For instance, the cheap anti-democrat of to-day will tell you solemnly that there is no equality in nature.
He is right, but he does not see the logical addendum.
There is no equality in nature; also there is no inequality in nature.
Inequality, as much as equality, implies a standard of value.
To read aristocracy into the anarchy of animals is just as sentimental as to read democracy into it.
Both aristocracy and democracy are human ideals:
the one saying that all men are valuable, the other that some men are more valuable.
But nature does not say that cats are more valuable than mice;
nature makes no remark on the subject.
She does not even say that the cat is enviable or the mouse pitiable.
We think the cat superior because we have (or most of us have)
a particular philosophy to the effect that life is better than death.
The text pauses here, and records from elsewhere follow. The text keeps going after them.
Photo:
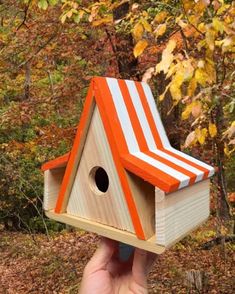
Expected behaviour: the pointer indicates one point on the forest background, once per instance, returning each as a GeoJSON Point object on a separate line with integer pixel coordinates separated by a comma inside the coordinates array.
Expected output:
{"type": "Point", "coordinates": [49, 51]}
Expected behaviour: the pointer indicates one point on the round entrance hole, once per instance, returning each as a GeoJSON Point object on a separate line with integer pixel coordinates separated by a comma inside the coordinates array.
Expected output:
{"type": "Point", "coordinates": [99, 180]}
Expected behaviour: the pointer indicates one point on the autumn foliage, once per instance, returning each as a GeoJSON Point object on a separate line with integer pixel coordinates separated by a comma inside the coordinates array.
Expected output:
{"type": "Point", "coordinates": [49, 51]}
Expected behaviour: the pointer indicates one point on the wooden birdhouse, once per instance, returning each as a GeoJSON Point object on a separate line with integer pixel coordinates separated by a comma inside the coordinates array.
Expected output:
{"type": "Point", "coordinates": [122, 179]}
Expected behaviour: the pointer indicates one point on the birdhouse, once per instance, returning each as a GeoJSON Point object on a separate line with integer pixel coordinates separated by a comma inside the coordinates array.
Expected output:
{"type": "Point", "coordinates": [122, 178]}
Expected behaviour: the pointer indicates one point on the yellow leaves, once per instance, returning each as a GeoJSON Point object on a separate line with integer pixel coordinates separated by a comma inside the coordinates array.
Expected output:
{"type": "Point", "coordinates": [139, 47]}
{"type": "Point", "coordinates": [192, 87]}
{"type": "Point", "coordinates": [175, 87]}
{"type": "Point", "coordinates": [160, 30]}
{"type": "Point", "coordinates": [210, 38]}
{"type": "Point", "coordinates": [148, 74]}
{"type": "Point", "coordinates": [190, 140]}
{"type": "Point", "coordinates": [212, 130]}
{"type": "Point", "coordinates": [146, 25]}
{"type": "Point", "coordinates": [160, 17]}
{"type": "Point", "coordinates": [43, 4]}
{"type": "Point", "coordinates": [138, 31]}
{"type": "Point", "coordinates": [230, 131]}
{"type": "Point", "coordinates": [195, 108]}
{"type": "Point", "coordinates": [198, 135]}
{"type": "Point", "coordinates": [186, 113]}
{"type": "Point", "coordinates": [201, 77]}
{"type": "Point", "coordinates": [201, 135]}
{"type": "Point", "coordinates": [167, 57]}
{"type": "Point", "coordinates": [218, 25]}
{"type": "Point", "coordinates": [139, 28]}
{"type": "Point", "coordinates": [105, 20]}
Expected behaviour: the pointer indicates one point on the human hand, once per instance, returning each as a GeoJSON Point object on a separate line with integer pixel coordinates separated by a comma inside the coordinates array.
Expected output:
{"type": "Point", "coordinates": [106, 274]}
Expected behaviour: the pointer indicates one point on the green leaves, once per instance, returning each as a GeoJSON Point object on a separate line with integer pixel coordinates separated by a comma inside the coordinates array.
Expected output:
{"type": "Point", "coordinates": [43, 4]}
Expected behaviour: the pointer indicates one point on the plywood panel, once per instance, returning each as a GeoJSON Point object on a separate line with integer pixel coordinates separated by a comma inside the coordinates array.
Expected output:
{"type": "Point", "coordinates": [144, 197]}
{"type": "Point", "coordinates": [107, 208]}
{"type": "Point", "coordinates": [52, 182]}
{"type": "Point", "coordinates": [180, 212]}
{"type": "Point", "coordinates": [106, 231]}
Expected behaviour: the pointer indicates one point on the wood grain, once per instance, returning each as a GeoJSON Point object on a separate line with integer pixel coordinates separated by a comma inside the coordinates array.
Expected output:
{"type": "Point", "coordinates": [180, 212]}
{"type": "Point", "coordinates": [143, 194]}
{"type": "Point", "coordinates": [52, 182]}
{"type": "Point", "coordinates": [107, 208]}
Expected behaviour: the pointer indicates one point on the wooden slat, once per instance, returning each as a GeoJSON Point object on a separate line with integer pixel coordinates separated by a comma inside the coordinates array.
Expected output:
{"type": "Point", "coordinates": [85, 199]}
{"type": "Point", "coordinates": [178, 213]}
{"type": "Point", "coordinates": [52, 182]}
{"type": "Point", "coordinates": [107, 231]}
{"type": "Point", "coordinates": [76, 152]}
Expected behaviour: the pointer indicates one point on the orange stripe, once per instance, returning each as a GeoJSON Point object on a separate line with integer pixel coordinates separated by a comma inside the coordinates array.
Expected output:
{"type": "Point", "coordinates": [56, 163]}
{"type": "Point", "coordinates": [156, 135]}
{"type": "Point", "coordinates": [141, 139]}
{"type": "Point", "coordinates": [113, 128]}
{"type": "Point", "coordinates": [133, 116]}
{"type": "Point", "coordinates": [71, 163]}
{"type": "Point", "coordinates": [151, 174]}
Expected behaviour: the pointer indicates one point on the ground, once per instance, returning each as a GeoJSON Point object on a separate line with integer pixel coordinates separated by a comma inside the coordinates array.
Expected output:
{"type": "Point", "coordinates": [34, 264]}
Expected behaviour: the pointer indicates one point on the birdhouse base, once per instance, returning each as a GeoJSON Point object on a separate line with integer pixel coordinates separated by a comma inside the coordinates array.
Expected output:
{"type": "Point", "coordinates": [107, 231]}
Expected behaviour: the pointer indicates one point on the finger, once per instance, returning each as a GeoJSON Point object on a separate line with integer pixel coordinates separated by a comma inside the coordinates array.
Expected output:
{"type": "Point", "coordinates": [102, 255]}
{"type": "Point", "coordinates": [142, 263]}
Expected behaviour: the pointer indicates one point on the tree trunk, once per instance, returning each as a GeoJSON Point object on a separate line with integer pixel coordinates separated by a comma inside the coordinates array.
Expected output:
{"type": "Point", "coordinates": [222, 204]}
{"type": "Point", "coordinates": [27, 81]}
But if the mouse were a German pessimist mouse,
he might not think that the cat had beaten him at all.
He might think he had beaten the cat by getting to the grave first.
Or he might feel that he had actually inflicted frightful punishment
on the cat by keeping him alive.
Just as a microbe might feel proud of spreading a pestilence,
so the pessimistic mouse might exult to think that he was renewing
in the cat the torture of conscious existence.
It all depends on the philosophy of the mouse.
You cannot even say that there is victory or superiority in nature unless you have some doctrine about what things are superior.
You cannot even say that the cat scores unless there is a system of scoring.
You cannot even say that the cat gets the best of it unless there is some best to be got.